Am 6. Juli 2011 wurden dem Ehepaar in St. Gallen die beiden Kinder A.________
und B.________ geboren.

D.
Mit Verfügung vom 1. Mai 2009 erklärte das Bundesamt für Migration die im Jahr
2004 erfolgte erleichterte Einbürgerung für nichtig. Das Bundesgericht wies
eine hiergegen erhobene Beschwerde letztinstanzlich ab (Urteil 1C_476/2010 vom
13. Dezember 2010).

Bereits zuvor, am 17. Oktober 2010, stellte X.________ ein Gesuch um
Wiedererteilung einer Aufenthaltsbewilligung. Am 5. Januar 2011 ersuchte er um
Erteilung einer Niederlassungsbewilligung. Das Migrationsamt wies die Gesuche
um Erteilung einer Aufenthalts- bzw. einer Niederlassungsbewilligung mit
Verfügung vom 21. März 2011 ab. X.________ und seine Gattin erhoben hiergegen
Rekurs beim Sicherheits- und Justizdepartement des Kantons St. Gallen, welches
diesen am 9. März 2012 abwies. Eine hiergegen gerichtete Beschwerde an das
Verwaltungsgericht des Kantons St. Gallen blieb ohne Erfolg (Urteil vom 15.
Oktober 2012).

E.
Mit Eingabe vom 11. November 2012 erheben X.________ (Beschwerdeführer) und
seine Gattin Y.________ (Beschwerdeführerin) Beschwerde in
öffentlich-rechtlichen Angelegenheiten und beantragen dem Bundesgericht, das
Urteil des Verwaltungsgerichts sei aufzuheben.

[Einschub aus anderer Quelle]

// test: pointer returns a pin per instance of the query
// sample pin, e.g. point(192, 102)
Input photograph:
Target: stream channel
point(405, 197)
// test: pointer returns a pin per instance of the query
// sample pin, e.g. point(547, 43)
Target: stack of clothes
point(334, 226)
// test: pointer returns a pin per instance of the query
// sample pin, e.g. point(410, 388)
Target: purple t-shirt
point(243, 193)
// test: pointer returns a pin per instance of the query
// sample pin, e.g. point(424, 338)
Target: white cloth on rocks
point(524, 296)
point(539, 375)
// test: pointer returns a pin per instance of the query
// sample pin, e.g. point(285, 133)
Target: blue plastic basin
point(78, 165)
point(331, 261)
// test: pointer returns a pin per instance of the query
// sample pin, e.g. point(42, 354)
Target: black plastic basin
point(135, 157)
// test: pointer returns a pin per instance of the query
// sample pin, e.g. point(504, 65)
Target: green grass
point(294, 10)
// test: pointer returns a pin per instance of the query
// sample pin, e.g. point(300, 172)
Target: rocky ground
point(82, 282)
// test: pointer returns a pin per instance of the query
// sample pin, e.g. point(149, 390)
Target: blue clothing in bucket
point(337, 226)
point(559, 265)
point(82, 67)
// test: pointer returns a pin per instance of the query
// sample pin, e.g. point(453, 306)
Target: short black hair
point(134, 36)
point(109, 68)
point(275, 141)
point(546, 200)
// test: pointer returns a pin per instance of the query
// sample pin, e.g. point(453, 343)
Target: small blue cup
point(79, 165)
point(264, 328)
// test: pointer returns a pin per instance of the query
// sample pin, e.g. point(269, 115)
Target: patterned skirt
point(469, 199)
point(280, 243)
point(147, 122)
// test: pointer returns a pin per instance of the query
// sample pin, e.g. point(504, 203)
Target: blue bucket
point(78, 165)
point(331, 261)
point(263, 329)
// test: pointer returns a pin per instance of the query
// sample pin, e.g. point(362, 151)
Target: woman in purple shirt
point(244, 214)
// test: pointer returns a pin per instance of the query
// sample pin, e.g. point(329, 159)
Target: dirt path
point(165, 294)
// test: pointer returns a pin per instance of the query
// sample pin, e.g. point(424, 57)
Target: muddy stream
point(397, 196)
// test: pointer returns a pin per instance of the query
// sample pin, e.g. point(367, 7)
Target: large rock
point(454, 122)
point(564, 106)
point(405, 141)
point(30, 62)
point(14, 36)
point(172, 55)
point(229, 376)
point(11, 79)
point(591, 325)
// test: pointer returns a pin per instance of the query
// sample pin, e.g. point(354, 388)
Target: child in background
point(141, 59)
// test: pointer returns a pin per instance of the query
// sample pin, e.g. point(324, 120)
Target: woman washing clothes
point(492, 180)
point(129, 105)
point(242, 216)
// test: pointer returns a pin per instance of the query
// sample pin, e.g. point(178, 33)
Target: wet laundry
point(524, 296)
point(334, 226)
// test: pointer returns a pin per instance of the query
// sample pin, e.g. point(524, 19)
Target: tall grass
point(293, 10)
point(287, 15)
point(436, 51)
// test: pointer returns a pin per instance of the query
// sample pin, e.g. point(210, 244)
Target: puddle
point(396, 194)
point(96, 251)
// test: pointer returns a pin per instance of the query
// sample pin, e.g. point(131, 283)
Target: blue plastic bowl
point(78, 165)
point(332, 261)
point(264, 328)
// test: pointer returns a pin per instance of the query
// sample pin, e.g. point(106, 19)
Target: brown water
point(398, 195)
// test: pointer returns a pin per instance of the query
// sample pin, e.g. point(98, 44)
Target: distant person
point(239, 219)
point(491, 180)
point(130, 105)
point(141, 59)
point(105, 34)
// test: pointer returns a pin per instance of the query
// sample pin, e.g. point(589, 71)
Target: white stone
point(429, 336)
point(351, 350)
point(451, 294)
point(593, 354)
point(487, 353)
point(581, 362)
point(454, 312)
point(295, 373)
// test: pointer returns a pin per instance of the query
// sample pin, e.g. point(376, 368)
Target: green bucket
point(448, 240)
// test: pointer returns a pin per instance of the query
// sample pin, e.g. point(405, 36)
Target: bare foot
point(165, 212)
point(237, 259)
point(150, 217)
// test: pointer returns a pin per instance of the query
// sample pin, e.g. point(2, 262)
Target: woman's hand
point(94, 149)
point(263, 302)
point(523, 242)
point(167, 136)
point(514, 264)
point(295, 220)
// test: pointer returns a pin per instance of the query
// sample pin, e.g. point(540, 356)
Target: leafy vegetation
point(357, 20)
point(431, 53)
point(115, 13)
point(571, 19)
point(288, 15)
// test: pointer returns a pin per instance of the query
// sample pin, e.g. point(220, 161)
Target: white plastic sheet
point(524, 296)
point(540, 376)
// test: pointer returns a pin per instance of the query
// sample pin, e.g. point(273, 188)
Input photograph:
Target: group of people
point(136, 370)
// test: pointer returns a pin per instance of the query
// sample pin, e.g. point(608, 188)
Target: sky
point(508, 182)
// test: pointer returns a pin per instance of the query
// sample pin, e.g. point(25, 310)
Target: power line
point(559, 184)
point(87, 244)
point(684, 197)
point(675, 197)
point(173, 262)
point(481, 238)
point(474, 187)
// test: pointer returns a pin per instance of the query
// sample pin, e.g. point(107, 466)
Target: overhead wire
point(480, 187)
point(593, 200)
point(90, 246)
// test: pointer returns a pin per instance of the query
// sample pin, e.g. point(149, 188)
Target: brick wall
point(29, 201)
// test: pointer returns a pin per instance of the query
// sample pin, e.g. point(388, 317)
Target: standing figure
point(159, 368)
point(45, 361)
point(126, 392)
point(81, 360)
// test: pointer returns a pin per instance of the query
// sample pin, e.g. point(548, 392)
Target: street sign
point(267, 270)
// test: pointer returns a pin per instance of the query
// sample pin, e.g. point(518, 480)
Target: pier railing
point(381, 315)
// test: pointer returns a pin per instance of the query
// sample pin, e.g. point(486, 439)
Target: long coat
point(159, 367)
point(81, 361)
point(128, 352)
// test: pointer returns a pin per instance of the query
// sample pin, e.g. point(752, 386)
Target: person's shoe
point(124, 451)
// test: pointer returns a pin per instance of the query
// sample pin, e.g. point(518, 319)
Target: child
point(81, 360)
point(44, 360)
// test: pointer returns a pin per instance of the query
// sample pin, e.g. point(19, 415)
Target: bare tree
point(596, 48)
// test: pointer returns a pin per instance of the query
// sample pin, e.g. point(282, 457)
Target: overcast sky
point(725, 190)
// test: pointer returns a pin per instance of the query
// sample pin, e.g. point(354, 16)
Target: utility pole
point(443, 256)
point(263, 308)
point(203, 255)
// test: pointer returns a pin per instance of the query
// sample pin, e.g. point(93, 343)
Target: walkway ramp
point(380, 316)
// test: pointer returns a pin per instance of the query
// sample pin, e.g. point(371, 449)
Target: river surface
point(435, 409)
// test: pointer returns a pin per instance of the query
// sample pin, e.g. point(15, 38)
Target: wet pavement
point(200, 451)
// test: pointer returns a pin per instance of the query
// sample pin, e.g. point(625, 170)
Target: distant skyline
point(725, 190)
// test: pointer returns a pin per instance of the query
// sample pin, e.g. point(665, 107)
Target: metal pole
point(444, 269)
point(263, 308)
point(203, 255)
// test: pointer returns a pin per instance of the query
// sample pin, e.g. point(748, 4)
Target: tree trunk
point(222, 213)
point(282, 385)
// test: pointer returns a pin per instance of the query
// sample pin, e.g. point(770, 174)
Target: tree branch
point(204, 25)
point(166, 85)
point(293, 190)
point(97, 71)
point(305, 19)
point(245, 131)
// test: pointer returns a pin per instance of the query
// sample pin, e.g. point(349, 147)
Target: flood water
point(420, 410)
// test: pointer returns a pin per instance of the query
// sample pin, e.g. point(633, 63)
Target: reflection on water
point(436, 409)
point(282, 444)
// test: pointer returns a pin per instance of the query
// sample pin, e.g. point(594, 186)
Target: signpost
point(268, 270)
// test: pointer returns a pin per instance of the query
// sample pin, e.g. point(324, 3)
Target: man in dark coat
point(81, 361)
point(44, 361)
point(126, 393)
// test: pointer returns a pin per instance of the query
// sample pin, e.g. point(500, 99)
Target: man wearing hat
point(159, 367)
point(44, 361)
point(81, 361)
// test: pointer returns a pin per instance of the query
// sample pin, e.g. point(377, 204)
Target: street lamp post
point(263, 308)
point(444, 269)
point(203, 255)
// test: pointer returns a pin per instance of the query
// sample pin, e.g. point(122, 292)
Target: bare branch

Dem Beschwerdeführer sei eine
Niederlassungsbewilligung, eventuell eine Aufenthaltsbewilligung zu erteilen
und vom Widerruf der Aufenthaltsbewilligung der Beschwerdeführerin sei
abzusehen; ihr und den Kindern sei der weitere Aufenthalt in der Schweiz zu
gestatten. Die Beschwerdeführenden beantragen zudem die unentgeltliche
Prozessführung und Verbeiständung.

Mit Verfügung vom 16. November 2012 hat der Präsident der II.
öffentlich-rechtlichen Abteilung der Beschwerde antragsgemäss aufschiebende
Wirkung zuerkannt.

Das Sicherheits- und Justizdepartement und das Verwaltungsgericht des Kantons
St. Gallen wie auch das Bundesamt für Migration beantragen, die Beschwerde sei
abzuweisen.

Erwägungen:

1.

1.1. Die Nichtigerklärung des Schweizerbürgerrechts des Beschwerdeführers in
Anwendung von Art. 41 des Bundesgesetzes vom 29. September 1952 über Erwerb und
Verlust des Schweizer Bürgerrechts (Bürgerrechtsgesetz, BüG; SR 141.0) ist
rechtskräftig und steht hier nicht mehr infrage. Auf dem Gebiet des
Ausländerrechts ist die Beschwerde in öffentlich-rechtlichen Angelegenheiten
gemäss Art. 83 lit. c Ziff. 2 BGG unzulässig gegen Entscheide betreffend die
Erteilung oder Verweigerung von Bewilligungen, auf die weder das Bundesrecht
noch das Völkerrecht einen Anspruch einräumt. Der Beschwerdeführer war von 2000
bis 2005 mit einer Schweizerin verheiratet; er macht in vertretbarer Weise
einen potenziellen Anspruch auf eine Niederlassungsbewilligung nach Art. 42
Abs. 3 AuG bzw. eventualiter auf eine Aufenthaltsbewilligung nach Art. 50 Abs.
1 lit. a und b AuG geltend. Auf die Beschwerde ist demnach einzutreten. Ob die
jeweiligen Voraussetzungen tatsächlich gegeben sind, bildet Gegenstand der
materiellen Beurteilung (BGE 136 II 177 E. 1.1 S. 179 f.).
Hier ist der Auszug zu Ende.